Why fast-data is suddenly everywhere.

Making a new class of applications possible for the first time in computing history

Pritam Roy
The Startup
3 min readJan 19, 2018

--

A nicer problem to have ..

A recruiter at Facebook once told me a few years ago that Facebook builds its own data and infrastructure solutions because standard solutions just don’t fit into the Facebook scale…

That statement may have been true some years ago, The Cassandra storage engine certainly began out of Facebook’s need to store high volumes of messaging data.

The challenges that only the likes of Amazon, Google and Facebook faced even a few years ago are however increasingly faced by every-day organizations and start-ups alike, that of high volumes of transactional data that actually make sense.

The practical implications of having access to fast-data are huge for any organization.. the ability to run fast-data analytics unlocks the potential for improvement in processes and directly improving their bottom-lines.

Big-Data and Smart-Data

The fast data revolution itself has been made possible by two underlying revolutions - That of Big Data and Smart Data.

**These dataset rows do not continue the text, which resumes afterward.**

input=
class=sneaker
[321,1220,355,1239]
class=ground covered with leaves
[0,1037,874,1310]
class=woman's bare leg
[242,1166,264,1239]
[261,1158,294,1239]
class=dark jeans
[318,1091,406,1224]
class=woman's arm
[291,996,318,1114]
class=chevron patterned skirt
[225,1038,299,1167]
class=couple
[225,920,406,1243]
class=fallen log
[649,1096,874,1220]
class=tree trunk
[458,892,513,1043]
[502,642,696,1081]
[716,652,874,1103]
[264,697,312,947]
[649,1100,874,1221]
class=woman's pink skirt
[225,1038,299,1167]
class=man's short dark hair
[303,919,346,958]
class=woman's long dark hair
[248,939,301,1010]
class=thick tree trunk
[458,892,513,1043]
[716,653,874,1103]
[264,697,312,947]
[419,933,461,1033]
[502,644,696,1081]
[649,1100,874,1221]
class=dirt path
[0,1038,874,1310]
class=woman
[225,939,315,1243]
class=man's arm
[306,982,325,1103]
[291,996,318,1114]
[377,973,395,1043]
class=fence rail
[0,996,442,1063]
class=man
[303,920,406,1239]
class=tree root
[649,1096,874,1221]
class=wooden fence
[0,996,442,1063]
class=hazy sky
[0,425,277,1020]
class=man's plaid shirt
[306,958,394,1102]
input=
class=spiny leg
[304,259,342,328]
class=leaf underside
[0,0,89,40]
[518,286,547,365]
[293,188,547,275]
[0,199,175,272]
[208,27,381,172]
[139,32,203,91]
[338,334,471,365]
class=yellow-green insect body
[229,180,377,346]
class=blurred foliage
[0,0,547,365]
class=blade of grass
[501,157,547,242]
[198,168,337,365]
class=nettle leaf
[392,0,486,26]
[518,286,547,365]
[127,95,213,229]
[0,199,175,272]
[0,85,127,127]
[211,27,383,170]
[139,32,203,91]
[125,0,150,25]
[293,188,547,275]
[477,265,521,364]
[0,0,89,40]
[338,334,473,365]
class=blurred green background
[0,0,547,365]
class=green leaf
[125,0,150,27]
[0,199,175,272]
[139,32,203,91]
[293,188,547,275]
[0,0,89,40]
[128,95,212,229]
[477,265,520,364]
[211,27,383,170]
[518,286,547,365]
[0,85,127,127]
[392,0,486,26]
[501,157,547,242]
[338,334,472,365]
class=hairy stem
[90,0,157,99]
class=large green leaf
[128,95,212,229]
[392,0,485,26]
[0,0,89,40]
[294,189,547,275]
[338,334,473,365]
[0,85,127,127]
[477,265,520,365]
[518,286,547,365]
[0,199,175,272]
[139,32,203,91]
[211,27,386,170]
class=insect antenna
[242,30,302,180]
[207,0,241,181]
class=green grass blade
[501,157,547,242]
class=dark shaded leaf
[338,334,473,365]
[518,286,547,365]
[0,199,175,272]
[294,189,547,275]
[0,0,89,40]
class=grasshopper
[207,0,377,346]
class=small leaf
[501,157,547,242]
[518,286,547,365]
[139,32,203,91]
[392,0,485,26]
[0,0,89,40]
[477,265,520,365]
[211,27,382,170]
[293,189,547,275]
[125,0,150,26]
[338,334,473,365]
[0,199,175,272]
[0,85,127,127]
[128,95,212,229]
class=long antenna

Big data systems like Hadoop and HBase made it possible to store huge volumes of unstructured data on commodity hardware.
Micro-services and standardization of communication protocols meant that the data suddenly started to make sense in a sort of grander scheme of things.

Many awesome open-source projects were born out of the need to solve this very unique challenge of fast-data.

Two pieces to the puzzle - Storage and Messaging

The Apache Kafka project started at LinkedIn and the Apache Storm project started at Twitter attempted to tackle the streaming messaging queue part of the problem.

Projects like The Apache Kudu began to solve the need for a storage engine to run analytics for fast-data on commodity hardware.

Redis+Cassandra based systems have also been proposed as storage engines to run fast-data analytics on. The speed of a Redis combined with the performance of strongly consistent transactional Cassandra implementations can make processing fast data applications actually painless. The YugaByte project is a Polyglot Redis + Cassandra solution to the Fast-Data challenge.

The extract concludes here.